Little research has been done on the way in which bilingual children acquire their first languages. This process – during which children acquire two languages simultaneously from birth – is known as bilingual first language acquisition (BFLA). Similarly, there is little research on the different language phenomena, such as code-switching, that can be observed when children acquire two closely related languages at once. Code-switching has not yet been investigated in a study involving Afrikaans-Dutch participants. Consequently, this study aimed to address this gap.
To describe the code-switching in the speech of the group mentioned above, novel language data of eight preschool children between the ages of 2;3 and 6;4 who are raised bilingually in Afrikaans and Dutch in South Africa were collected and analysed. The parent-report method was employed to collect the data, and the data collection period lasted approximately two months. In aggregate, 123 utterances containing code-switching were analysed for the study.

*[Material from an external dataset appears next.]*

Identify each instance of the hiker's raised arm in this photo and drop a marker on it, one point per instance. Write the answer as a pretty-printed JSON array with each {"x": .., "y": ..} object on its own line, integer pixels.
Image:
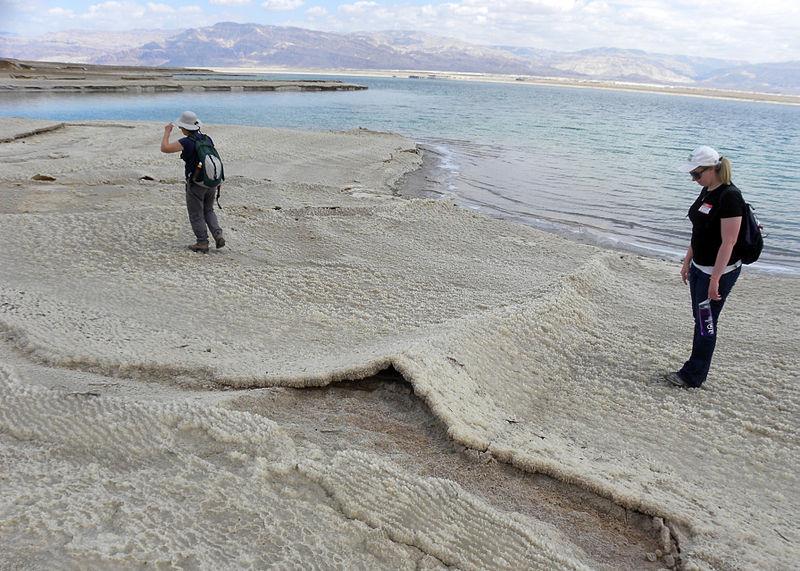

The study was undertaken within Steffen Höder’s (2014a) Diasystematic Construction Grammar (DCxG) because it provides a framework within which multilingual constructions can be analysed. DCxG is based on the general principles of traditional construction grammar (CxG) approaches but is specifically suited for analysing constructions that emerge from various language contact situations. As pointed out by Höder (2014a:138) and corroborated by Boas and Höder (2018:37) and Colleman (2018:146), language contact phenomena have only attracted the attention of a small number of construction grammarians in recent years. In fact, it also has a largely marginal status in prominent grammatical approaches. However, because of the ubiquitous nature of language contact phenomena (Boas & Höder, 2018:5), it cannot be excluded from grammatical approaches. From this perspective, DCxG was conceptualised.
The main idea purported by DCxG is that a multilingual speaker’s grammar consists of two different types of constructions, namely idioconstructions and diaconstructions (Höder, 2012, 2014, 2018). These constructions respectively refer to the constructions that are unique to a specific language (idioconstructions) and the constructions that capture the overlap or similarities of the different languages (diaconstructions). Thus, a diaconstruction is a form-meaning mapping representing the mutual influence of the two (or more) languages on each other. Firstly, diaconstructions are formed by a cognitive process in which a multilingual speaker makes an interlingual identification between two (or more) corresponding idioconstructions. After that, the similarities in form and/or meaning of the respective idioconstructions are abstracted to a schematic construction through a process of generalisation. Finally, the diaconstruction is entrenched in the multilingual speaker’s grammar.
The current study determined that the code-switching of the preschool, Afrikaans-Dutch participants mainly consists of intra-sentential code-switches (i.e., shifts that happen from one language or language variety to another in the middle of a word, phrase, or sentence) that take place on the (morfo-)lexical level. It was established that code-switching on the lexical level affects nouns more than any other part of speech, while verbs were affected the second most of all word classes. Furthermore, it was indicated that most of the constructions containing code-switching are structured in Afrikaans, with Afrikaans lexical items frequently being replaced with those from Dutch. Because of the overlap between Afrikaans and Dutch, these lexical items were mostly non-identical cognates (i.e., words that are etymologically related in Afrikaans and Dutch, but that differ graphemically) followed by the other two types of cognates that were identified, viz. non-cognates and false friends.